March 11, 2014

Are conserv-lib diffs genetically rooted? Not as much as Mooney implies

Chris Mooney/Wikipedia
Chris Mooney, he of "motivated reasoning" discussion, reviews here two books that discuss this issue. They are "Predisposed: Liberals, Conservatives, and the Biology of Political Differences," by John Hibbing et al, and "Our Political Nature: The Evolutionary Origins of What Divides Us," by Avi Tuschman.

The biggest caveat? Mooney never claims that evolution does select for political differences, but let's make that clear, because he wants to have his cake and eat it on this issue in general, specifically concerning political conservativism. The titles of the two books should indicate that.

So, again, let's be clear.

Evolution does not "select" for political differences.

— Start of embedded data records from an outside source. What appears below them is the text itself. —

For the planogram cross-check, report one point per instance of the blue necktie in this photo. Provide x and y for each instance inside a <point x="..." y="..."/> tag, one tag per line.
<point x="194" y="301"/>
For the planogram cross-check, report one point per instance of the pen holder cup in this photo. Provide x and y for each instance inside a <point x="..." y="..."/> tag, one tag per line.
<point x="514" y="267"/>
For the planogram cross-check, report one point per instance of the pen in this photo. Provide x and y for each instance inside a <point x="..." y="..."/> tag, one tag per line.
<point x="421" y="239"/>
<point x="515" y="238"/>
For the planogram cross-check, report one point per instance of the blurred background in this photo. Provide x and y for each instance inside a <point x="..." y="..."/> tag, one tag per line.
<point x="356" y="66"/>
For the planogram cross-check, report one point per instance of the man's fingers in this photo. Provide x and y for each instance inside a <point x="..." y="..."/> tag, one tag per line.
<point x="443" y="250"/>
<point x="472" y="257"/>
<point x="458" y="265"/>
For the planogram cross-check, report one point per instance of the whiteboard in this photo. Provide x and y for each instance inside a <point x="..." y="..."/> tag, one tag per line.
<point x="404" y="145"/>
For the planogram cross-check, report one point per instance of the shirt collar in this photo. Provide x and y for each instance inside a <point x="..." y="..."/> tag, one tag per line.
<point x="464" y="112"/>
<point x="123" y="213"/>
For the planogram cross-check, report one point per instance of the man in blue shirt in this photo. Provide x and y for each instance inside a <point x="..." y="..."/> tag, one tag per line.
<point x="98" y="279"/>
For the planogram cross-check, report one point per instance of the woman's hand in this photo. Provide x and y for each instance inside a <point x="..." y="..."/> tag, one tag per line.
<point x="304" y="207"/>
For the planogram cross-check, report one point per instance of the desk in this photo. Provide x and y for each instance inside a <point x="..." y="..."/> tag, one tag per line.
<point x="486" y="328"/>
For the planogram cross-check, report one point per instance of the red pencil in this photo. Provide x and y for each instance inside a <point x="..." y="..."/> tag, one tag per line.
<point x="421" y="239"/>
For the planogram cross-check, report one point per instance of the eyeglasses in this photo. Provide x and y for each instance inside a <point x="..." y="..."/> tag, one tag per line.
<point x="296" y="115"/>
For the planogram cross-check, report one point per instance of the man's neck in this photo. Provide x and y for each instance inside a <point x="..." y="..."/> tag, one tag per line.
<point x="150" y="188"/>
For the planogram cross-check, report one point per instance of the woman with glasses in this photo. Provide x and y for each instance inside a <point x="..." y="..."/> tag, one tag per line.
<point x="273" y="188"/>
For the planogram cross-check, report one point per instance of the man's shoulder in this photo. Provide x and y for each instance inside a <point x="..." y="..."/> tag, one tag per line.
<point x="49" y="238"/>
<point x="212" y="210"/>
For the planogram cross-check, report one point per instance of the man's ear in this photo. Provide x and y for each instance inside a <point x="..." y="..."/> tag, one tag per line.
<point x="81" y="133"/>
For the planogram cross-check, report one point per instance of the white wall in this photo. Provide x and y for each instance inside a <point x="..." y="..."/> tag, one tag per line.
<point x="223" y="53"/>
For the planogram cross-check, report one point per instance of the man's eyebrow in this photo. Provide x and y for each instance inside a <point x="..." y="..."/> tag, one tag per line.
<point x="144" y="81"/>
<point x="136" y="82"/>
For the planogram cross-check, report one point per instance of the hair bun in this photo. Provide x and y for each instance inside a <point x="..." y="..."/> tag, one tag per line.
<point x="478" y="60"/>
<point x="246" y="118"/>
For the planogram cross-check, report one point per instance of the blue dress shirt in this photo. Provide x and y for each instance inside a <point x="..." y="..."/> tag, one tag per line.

Psychological differences that are part of political differences, like anxiety/neuroticism, openness to experience, etc., may well be selected for, but political experience is not. That's just like religious belief is not "selected for," but rather, things like pattern recognition and agency imputation, which likely are selected for, become part of an overarching system that develops into religious belief. Mooney does halfway acknowledge this, as I note below, but, it's cursory, and probably not even halfway.

And, in terms of sexual reproduction, evolution certainly selects for many things, not just five personality issues.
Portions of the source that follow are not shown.